Unfortunately for us, most polls did not provide the levels of support for each side by the political choice in 2017. Only Research Co. and Angus-Reid did so and we can see that the BC Liberals voters really, really hate PR (81% in favour of keeping the current system) while NDP and Green are mostly in favour (around 70-75%).

So now my calculations are as follow: imagine a riding voted at 40% for the Liberals. Therefore, 40% of the votes for the current referendum will be assumed to come from the BC Liberals voters and 81% of them will vote NO. The regressions below show that the 2017 turnout is a strong predictor of the current turnout, so this method might actually be quite valid.

If I use this, I get the following graph (yes I know this post has the same graph many times but that's the point of this article):



One potential problem with this method is that it doesn't account for how the other voters will vote this time (in particular the BC Conservatives). Still, we see similar patterns but here again the YES side seems narrowly ahead. The trend for PR is quite steep but the scale is misleading as it shows results really, really close to 50%. Interestingly this is the method that gives us the closest race so far and the smallest absolute variations (it stays between 50.8 and 49.2%).


5. Regressions

What the polls have shown is that people in BC are mostly split 50-50. So using the turnout by riding so far, we can try to find patterns (and stop trying to actually estimate and count votes). Here are the results with the latest numbers:


If you've been reading my blog during this referendum, you already know that the same regressions were initially showing a positive coefficients for the share of 55+. Over time it has switched from a positive and significant effect to a negative but not statistically significant one. In the less simple model, we are actually getting close to getting statistical significance.

As for the regions, the Lower Mainland and the Island are above once we adjust for the number of days they had to vote (which is, again, still a determinant of the turnout even this late into the referendum, thus showing once again that Elections BC was right to extend the deadline).

The major impact of the % of people with English as mother tongue is just confirming to us that the Vancouver suburbs of Richmond And Surrey aren't very interested in this process so far.

If I had used the percentage for each party (instead of looking at whether the riding elected a Liberal or NDP MLA last year), then the share of 55+ is negative and significant.
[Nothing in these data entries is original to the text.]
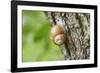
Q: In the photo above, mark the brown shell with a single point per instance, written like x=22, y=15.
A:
x=56, y=30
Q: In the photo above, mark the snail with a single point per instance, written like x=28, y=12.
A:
x=57, y=34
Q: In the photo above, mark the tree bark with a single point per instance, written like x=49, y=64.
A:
x=77, y=30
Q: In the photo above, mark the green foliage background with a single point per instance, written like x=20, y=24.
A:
x=36, y=45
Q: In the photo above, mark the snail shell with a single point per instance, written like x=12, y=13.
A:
x=57, y=35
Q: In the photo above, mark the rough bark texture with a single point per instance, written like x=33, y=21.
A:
x=77, y=30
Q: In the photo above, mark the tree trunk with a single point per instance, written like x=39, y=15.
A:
x=77, y=30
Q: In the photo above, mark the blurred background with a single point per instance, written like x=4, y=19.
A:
x=36, y=42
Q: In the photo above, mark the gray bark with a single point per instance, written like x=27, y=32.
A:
x=77, y=31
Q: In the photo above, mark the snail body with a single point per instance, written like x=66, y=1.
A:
x=57, y=35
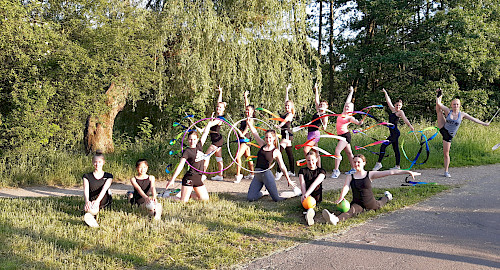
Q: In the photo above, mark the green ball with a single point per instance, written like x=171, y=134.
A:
x=344, y=206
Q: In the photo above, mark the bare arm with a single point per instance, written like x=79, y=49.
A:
x=314, y=185
x=403, y=116
x=345, y=189
x=380, y=174
x=388, y=100
x=475, y=120
x=177, y=172
x=136, y=186
x=259, y=140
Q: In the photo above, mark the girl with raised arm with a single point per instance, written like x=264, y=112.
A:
x=361, y=184
x=287, y=134
x=244, y=132
x=96, y=190
x=216, y=138
x=313, y=132
x=193, y=179
x=342, y=130
x=267, y=154
x=394, y=116
x=448, y=126
x=144, y=193
x=311, y=179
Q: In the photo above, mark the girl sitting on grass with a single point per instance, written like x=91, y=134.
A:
x=96, y=190
x=311, y=179
x=361, y=185
x=144, y=184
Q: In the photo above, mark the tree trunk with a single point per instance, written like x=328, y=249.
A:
x=331, y=55
x=320, y=37
x=98, y=134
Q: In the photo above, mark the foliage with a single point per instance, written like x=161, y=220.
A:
x=217, y=234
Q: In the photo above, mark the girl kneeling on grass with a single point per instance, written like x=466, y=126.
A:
x=361, y=185
x=268, y=153
x=96, y=190
x=311, y=179
x=193, y=179
x=144, y=184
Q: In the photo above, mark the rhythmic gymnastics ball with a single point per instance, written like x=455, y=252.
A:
x=309, y=202
x=344, y=206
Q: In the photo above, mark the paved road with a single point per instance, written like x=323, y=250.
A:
x=459, y=229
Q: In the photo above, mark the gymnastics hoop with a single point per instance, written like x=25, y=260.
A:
x=229, y=147
x=192, y=125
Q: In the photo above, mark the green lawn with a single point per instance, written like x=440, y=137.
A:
x=48, y=233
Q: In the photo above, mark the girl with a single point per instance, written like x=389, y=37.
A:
x=342, y=130
x=448, y=126
x=311, y=179
x=216, y=138
x=265, y=157
x=313, y=132
x=193, y=179
x=361, y=185
x=287, y=135
x=144, y=184
x=244, y=131
x=394, y=116
x=96, y=190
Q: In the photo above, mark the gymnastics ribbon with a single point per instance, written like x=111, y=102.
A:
x=269, y=112
x=426, y=142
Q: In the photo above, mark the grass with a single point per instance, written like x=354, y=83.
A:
x=471, y=146
x=48, y=233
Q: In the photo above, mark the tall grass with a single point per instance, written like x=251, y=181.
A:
x=49, y=233
x=471, y=146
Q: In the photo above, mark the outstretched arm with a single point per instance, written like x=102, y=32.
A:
x=388, y=100
x=475, y=120
x=380, y=174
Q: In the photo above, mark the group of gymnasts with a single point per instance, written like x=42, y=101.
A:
x=97, y=183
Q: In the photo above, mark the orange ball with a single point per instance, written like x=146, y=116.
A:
x=309, y=202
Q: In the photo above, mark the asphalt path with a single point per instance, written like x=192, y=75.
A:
x=459, y=229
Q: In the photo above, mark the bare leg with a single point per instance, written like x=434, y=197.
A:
x=446, y=153
x=338, y=152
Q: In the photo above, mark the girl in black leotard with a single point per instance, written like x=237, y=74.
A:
x=96, y=190
x=313, y=132
x=287, y=135
x=193, y=179
x=244, y=133
x=393, y=138
x=361, y=184
x=144, y=185
x=216, y=138
x=311, y=179
x=267, y=154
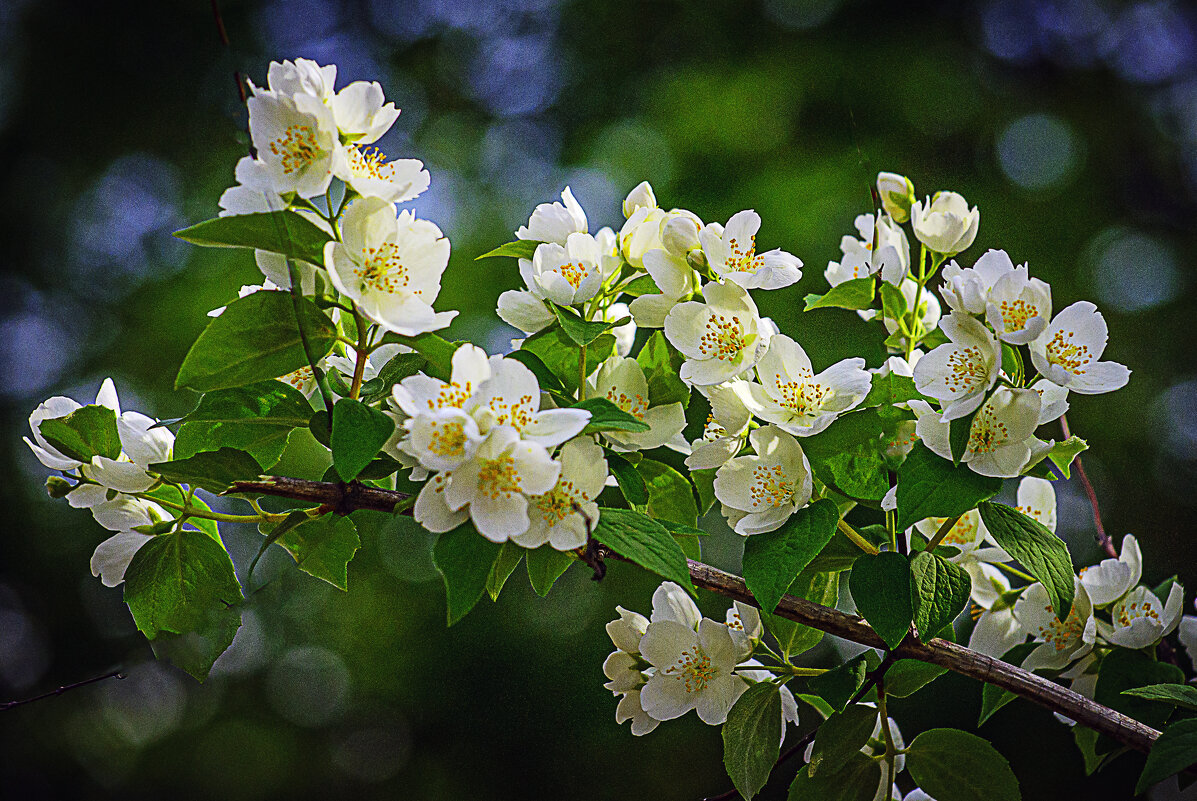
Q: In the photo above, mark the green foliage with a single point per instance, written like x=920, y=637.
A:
x=359, y=431
x=954, y=765
x=881, y=588
x=211, y=469
x=86, y=432
x=256, y=338
x=256, y=418
x=772, y=560
x=463, y=557
x=644, y=541
x=1037, y=548
x=285, y=232
x=930, y=486
x=752, y=738
x=940, y=592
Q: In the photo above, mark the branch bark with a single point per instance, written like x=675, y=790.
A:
x=344, y=498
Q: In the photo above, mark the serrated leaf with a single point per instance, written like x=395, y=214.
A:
x=954, y=765
x=285, y=232
x=1037, y=548
x=940, y=592
x=546, y=565
x=773, y=560
x=463, y=557
x=254, y=339
x=855, y=293
x=359, y=431
x=930, y=486
x=86, y=432
x=211, y=469
x=752, y=738
x=517, y=249
x=644, y=541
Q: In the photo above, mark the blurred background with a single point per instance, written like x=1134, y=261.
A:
x=1073, y=125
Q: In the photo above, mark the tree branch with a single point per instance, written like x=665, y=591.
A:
x=344, y=498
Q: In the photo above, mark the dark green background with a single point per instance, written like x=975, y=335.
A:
x=1071, y=123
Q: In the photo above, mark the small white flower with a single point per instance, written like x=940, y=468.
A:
x=564, y=515
x=733, y=255
x=621, y=381
x=554, y=222
x=796, y=400
x=1111, y=578
x=945, y=223
x=721, y=338
x=760, y=491
x=959, y=372
x=1067, y=352
x=390, y=267
x=1059, y=642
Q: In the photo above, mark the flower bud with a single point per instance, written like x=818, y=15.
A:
x=897, y=195
x=642, y=195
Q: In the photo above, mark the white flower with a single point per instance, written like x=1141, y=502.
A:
x=621, y=381
x=1140, y=619
x=390, y=267
x=565, y=274
x=296, y=139
x=497, y=479
x=791, y=396
x=1000, y=437
x=945, y=223
x=560, y=516
x=719, y=338
x=760, y=491
x=693, y=671
x=554, y=222
x=959, y=372
x=733, y=255
x=725, y=426
x=1019, y=307
x=1111, y=578
x=1067, y=352
x=1059, y=642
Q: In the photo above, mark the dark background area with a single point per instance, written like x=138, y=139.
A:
x=1071, y=123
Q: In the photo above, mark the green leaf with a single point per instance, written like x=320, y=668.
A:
x=857, y=780
x=581, y=331
x=940, y=592
x=661, y=363
x=286, y=232
x=1037, y=548
x=1171, y=753
x=670, y=495
x=504, y=565
x=86, y=432
x=752, y=738
x=463, y=557
x=257, y=418
x=606, y=416
x=359, y=431
x=323, y=547
x=546, y=565
x=1178, y=695
x=855, y=293
x=954, y=765
x=255, y=339
x=839, y=736
x=644, y=541
x=929, y=486
x=211, y=469
x=881, y=588
x=772, y=560
x=517, y=249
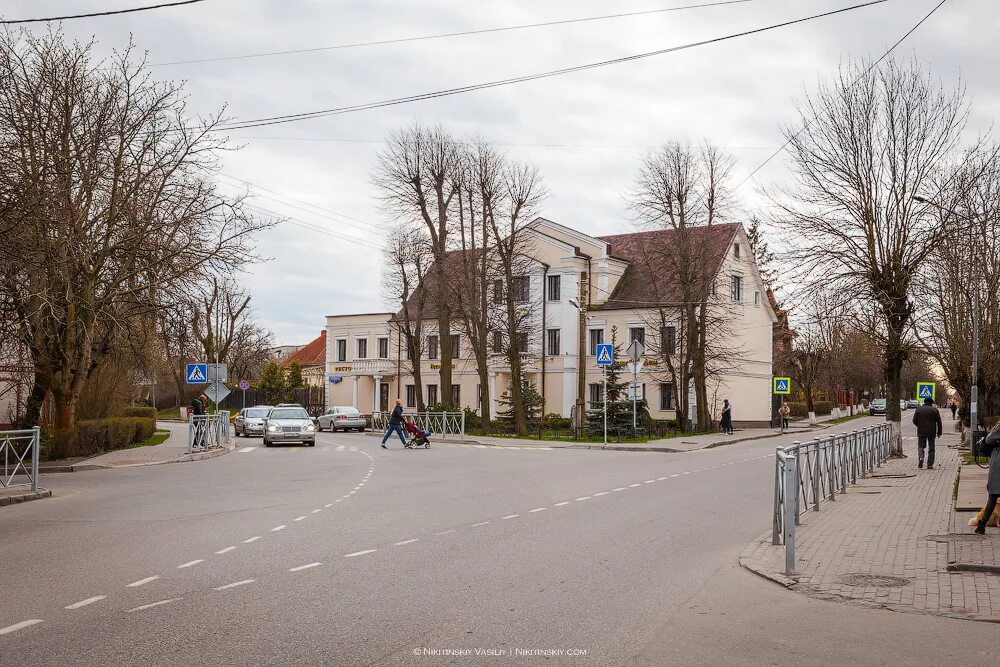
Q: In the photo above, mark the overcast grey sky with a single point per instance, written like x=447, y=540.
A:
x=585, y=131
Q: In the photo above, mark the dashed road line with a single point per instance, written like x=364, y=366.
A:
x=84, y=603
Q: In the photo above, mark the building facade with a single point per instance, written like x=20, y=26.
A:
x=622, y=290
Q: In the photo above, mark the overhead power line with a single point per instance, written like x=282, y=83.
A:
x=403, y=40
x=107, y=13
x=289, y=118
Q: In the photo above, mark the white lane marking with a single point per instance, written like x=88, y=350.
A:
x=84, y=603
x=143, y=582
x=360, y=553
x=151, y=605
x=304, y=567
x=19, y=626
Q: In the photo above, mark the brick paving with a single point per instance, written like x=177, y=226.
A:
x=898, y=523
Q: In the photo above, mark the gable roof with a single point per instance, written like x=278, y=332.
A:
x=311, y=354
x=650, y=279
And in this case the higher the % for the Green, the higher the turnout (significant at 10%) while it's the opposite for the % for the NDP (thus again showing that this party isn't getting its vote out as much, although this could be partially explained by Surrey).


Conclusion

It still a very close race but the trend remains favourable to the PR side. Margins of error make predicting this referendum almost impossible but there are reasons to be optimistic if you want to change the electoral system.

The regressions show that the 18-34 are voting more than they have in the past while it isn't the case for the 55+, at least using aggregate data (so subject to a possible ecological fallacy - Google it if you want to know more). Regionally, the effect of when the ballots were received (and/or of the postal strikes) are decreasing and we gradually see the Lower Mainland catching up the Interior while Vancouver Island is now firmly ahead. Both trends should be positive for PR.

On the other hand, ridings with a BC Liberals MLAs continue to vote more (we see it with Vancouver Quilchena for instance) and this is good news for the current system. I heard that the BC NDP was now making phone calls to motivate their voters to get out and mail their ballots. Hopefully this isn't too little too late.

Personally I'm becoming cautiously optimistic for the YES side but I'll wait to see the final turnout to really make a call.